Industry trade body Complementary Medicines Australia (CMA) welcomed what it called "a strong commitment" to the Australian health system, but said there was not enough focus on long term illness prevention.
CMA CEO Carl Gibson said: “CMA welcomes the increased funding for the Health portfolio, including the first disbursement of $65.9 million from the Medical Research Future Fund, which incorporates $10 million to boost preventive health research, yet this Budget fails to strengthen the Australian health system for the long term via greater investment in prevention.
“Current health policy in Australia is still focused on the treatment of people after they become unwell. Australia needs to have a new approach to healthcare, one which promotes self-reliance and shifts the emphasis of the health system towards greater support of wellness and prevention of disease.”
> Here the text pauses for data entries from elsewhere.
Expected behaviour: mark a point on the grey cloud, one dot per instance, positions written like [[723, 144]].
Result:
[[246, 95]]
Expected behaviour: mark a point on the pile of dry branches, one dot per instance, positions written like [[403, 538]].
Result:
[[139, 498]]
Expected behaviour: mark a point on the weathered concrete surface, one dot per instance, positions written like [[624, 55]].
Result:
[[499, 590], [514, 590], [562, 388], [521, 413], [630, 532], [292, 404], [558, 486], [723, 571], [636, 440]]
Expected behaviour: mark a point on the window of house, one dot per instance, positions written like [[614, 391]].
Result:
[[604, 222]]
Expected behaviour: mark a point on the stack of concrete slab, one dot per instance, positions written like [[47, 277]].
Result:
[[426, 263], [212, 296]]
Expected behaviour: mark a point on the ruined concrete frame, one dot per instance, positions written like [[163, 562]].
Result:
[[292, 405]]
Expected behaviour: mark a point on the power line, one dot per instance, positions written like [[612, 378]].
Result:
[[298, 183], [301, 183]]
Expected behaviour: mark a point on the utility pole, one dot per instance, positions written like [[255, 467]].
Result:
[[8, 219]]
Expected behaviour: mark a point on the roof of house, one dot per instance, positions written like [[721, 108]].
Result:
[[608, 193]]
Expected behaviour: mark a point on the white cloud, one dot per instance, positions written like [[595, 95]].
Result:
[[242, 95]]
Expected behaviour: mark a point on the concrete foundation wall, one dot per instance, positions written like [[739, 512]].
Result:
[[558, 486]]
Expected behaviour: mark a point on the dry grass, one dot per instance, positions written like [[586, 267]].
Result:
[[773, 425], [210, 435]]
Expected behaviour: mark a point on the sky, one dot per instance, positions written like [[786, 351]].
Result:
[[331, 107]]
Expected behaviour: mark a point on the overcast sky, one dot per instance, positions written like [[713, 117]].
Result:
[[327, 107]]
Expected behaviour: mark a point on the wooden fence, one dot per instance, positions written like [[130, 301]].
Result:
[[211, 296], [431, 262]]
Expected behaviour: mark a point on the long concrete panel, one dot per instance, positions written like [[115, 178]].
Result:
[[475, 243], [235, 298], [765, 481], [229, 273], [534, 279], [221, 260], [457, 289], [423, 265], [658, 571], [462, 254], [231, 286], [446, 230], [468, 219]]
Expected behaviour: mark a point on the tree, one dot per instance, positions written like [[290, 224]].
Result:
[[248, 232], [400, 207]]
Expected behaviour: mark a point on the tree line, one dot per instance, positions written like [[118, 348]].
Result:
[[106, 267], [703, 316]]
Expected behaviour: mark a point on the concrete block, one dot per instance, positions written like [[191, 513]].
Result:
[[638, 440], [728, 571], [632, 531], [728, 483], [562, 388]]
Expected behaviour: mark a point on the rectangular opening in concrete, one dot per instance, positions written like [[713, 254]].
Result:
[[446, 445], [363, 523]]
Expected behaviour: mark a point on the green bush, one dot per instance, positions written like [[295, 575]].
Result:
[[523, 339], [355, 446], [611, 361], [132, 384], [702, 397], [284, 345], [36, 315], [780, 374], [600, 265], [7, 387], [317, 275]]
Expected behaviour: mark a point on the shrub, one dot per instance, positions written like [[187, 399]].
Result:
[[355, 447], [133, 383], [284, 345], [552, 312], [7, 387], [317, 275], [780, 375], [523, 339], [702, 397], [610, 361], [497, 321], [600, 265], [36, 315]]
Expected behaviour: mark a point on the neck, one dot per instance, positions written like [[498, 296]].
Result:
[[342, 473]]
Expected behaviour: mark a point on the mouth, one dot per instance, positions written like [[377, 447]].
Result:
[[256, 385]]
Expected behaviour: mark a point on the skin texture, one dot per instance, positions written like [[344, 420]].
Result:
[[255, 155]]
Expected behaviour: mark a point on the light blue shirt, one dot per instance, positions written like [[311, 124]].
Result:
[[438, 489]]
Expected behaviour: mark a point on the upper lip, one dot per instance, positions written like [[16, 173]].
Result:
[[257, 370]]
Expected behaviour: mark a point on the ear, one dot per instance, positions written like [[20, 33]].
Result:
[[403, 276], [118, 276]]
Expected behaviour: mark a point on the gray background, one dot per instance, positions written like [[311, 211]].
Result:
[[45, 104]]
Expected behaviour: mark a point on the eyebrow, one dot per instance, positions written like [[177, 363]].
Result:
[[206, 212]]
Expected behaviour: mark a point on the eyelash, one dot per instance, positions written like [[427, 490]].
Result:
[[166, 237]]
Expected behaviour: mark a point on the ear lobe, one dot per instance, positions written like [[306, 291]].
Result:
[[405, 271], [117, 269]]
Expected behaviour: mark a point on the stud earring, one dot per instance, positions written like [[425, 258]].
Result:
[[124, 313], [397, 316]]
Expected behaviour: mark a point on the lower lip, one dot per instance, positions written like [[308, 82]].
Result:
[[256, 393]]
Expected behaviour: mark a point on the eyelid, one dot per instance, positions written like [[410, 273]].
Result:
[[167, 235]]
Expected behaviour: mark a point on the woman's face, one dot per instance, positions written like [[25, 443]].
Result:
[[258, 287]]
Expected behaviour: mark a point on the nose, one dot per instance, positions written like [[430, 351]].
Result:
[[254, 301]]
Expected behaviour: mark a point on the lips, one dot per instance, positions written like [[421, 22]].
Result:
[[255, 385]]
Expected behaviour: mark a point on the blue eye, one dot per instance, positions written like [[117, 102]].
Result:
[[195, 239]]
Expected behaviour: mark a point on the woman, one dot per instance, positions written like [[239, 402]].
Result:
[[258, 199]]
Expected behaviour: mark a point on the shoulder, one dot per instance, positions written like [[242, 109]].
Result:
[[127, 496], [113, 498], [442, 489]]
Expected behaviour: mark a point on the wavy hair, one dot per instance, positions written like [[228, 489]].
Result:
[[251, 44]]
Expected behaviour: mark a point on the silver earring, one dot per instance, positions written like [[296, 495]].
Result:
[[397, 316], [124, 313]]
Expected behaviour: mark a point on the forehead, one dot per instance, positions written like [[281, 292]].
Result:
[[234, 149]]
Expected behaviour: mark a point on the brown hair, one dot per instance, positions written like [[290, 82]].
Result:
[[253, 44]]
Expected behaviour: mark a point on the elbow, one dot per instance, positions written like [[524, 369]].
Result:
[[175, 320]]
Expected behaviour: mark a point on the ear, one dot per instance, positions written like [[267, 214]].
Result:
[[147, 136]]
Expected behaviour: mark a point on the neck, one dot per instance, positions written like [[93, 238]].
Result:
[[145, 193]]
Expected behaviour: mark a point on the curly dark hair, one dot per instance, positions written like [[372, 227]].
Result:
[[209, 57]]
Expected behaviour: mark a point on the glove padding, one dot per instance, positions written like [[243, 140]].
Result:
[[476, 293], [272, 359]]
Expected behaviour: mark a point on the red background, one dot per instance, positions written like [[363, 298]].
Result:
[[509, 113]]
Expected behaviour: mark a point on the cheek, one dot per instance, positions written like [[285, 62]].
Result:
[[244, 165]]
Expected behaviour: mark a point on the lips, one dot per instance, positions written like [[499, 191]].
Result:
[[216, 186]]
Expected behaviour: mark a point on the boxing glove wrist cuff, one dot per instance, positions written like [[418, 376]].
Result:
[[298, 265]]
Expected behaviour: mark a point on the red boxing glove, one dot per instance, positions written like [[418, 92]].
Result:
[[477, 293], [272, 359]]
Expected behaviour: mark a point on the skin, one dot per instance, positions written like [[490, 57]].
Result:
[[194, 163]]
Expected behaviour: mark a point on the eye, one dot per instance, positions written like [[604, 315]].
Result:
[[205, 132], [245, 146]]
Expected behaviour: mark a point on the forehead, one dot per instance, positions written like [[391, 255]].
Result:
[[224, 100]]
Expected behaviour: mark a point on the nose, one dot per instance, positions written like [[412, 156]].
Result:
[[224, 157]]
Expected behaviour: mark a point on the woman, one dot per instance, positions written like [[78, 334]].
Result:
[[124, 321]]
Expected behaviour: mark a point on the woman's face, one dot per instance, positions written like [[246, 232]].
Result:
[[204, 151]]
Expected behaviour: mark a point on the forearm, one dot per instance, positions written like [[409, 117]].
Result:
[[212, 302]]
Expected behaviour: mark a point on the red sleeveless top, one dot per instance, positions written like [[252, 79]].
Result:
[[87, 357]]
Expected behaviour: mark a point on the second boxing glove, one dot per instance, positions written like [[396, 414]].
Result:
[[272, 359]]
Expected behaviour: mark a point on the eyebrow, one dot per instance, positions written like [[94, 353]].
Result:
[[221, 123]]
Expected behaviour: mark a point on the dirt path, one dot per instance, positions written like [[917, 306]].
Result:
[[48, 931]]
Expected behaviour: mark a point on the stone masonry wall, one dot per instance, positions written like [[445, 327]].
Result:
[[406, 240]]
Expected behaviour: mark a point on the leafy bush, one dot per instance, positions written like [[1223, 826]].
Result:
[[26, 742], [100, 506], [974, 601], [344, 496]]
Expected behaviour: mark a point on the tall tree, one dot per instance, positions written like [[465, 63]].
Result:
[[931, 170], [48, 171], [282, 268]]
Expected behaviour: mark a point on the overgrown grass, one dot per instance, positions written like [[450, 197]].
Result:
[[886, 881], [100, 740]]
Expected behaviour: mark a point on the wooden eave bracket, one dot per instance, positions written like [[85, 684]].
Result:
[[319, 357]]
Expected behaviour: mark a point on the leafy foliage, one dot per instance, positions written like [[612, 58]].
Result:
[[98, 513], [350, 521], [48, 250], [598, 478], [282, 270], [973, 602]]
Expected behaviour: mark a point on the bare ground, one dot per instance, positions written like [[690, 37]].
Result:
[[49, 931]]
Australian society is being increasingly challenged by conditions such as coronary heart disease, diabetes and stroke – diseases that are largely preventable, argued Gibson
He added: "At a time when our population is ageing, health costs are increasing and the tax base is shrinking, we need to work towards a health model where individuals are supported to accept greater responsibility for their health. The responsible use of complementary medicines, underpinned by appropriate regulations, is a vital element of that self-reliance.
"The complementary medicines industry holds enormous potential to contribute to a sustainable health care system, one that focuses on prevention of chronic disease.
“The use and further development of complementary medicines provides an opportunity to counteract spiralling health care costs through more effective disease prevention and preventable chronic disease management, and potentially less reliance on the hospital system and the PBS."